The synthesis here is not a moderate position between two extremes. It is a different kind of practice altogether: treating AI outputs as information rather than answers, and building organizational structures that preserve the human judgment the model is supposedly augmenting.
This means concrete procedural things. Important decisions should include deliberation that happens before the model is consulted, so that the team's independent views exist before the AI's framing can colonize them. Proposals generated by AI should have designated red-teamers — people whose explicit role is to find the failure modes, not to improve the output. The phrase "the model suggested this" should function as an attribution of source, not as an argument for the suggestion's validity.

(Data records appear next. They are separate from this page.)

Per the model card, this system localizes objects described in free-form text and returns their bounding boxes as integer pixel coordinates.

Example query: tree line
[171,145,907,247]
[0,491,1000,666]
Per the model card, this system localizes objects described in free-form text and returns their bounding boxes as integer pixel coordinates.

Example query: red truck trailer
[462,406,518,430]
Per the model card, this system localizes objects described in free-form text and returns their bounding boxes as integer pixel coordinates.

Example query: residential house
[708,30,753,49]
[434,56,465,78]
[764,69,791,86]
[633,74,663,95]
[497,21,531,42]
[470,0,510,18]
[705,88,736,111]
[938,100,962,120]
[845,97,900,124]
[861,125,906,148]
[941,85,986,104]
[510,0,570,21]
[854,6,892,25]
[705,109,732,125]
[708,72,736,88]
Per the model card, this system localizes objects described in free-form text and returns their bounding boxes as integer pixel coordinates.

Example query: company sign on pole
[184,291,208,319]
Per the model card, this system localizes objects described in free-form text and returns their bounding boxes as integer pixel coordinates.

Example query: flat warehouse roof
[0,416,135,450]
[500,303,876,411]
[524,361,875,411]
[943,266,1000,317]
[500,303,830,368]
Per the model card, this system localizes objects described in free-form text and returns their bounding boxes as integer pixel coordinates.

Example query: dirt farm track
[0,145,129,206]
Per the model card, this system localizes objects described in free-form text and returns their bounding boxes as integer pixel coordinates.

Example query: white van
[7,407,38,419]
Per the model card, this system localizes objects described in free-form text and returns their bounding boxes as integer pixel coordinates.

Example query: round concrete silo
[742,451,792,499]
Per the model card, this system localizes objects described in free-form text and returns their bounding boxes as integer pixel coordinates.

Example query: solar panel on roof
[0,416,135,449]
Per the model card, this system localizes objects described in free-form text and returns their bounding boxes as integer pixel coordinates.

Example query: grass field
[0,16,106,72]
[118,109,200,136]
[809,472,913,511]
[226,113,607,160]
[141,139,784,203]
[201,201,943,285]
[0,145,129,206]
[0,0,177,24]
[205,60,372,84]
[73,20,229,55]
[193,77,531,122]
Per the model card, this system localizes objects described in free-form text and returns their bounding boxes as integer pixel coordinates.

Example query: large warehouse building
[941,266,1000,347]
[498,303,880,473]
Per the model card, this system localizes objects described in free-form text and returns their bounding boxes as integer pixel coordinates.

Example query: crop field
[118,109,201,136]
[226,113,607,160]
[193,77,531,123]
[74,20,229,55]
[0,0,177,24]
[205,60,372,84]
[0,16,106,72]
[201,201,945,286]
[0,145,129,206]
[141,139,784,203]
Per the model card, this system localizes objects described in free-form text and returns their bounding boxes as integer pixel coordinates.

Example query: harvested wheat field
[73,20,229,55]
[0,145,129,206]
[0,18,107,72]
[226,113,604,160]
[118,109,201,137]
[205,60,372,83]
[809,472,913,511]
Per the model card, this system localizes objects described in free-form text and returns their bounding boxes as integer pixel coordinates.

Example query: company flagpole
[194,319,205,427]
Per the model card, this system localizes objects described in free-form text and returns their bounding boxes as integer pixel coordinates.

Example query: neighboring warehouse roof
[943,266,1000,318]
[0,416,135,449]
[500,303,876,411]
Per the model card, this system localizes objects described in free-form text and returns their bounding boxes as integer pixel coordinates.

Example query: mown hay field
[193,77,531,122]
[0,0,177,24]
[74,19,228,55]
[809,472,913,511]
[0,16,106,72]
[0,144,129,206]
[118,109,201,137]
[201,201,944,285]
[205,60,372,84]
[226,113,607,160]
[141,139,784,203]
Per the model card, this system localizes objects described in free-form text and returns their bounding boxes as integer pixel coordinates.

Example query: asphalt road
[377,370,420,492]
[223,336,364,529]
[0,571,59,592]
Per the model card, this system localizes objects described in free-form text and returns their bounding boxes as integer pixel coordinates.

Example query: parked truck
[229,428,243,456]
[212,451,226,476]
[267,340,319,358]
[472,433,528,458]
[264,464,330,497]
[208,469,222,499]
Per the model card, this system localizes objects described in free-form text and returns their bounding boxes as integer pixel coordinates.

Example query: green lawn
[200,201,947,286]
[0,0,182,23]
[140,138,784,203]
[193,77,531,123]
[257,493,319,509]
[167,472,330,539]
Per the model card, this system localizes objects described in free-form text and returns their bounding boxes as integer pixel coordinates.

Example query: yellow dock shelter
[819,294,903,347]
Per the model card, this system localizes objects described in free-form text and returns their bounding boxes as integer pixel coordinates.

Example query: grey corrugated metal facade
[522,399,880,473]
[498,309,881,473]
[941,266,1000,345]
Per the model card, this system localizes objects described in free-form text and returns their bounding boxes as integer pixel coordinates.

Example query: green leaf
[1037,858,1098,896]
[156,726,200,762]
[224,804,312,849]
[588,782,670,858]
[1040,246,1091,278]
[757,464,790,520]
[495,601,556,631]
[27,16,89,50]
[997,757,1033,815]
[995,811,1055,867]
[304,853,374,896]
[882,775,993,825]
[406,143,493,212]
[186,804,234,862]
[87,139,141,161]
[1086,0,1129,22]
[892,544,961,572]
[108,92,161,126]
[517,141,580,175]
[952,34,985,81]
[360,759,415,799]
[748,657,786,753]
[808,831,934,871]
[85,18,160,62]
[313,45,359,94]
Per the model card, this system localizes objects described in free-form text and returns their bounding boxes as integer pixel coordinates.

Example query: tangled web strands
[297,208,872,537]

None of this is pessimism about AI. The productivity gains are real, the tools are genuinely powerful, and pretending otherwise is its own kind of dishonesty. The question is not whether AI is capable but whether the organizations using it are still capable of independent thought. A tool can be excellent and still degrade the user's own capacities over time, if those capacities are never exercised. What never gets tested, atrophies.
The "AI psychosis" framing is provocative — perhaps too provocative. But the underlying observation it points at, that collective judgment can become dependent on a single external system in ways that are difficult to perceive from inside, is worth taking seriously. The organizations most at risk are not the ones that distrust AI. They are the ones that never thought to ask whether they should.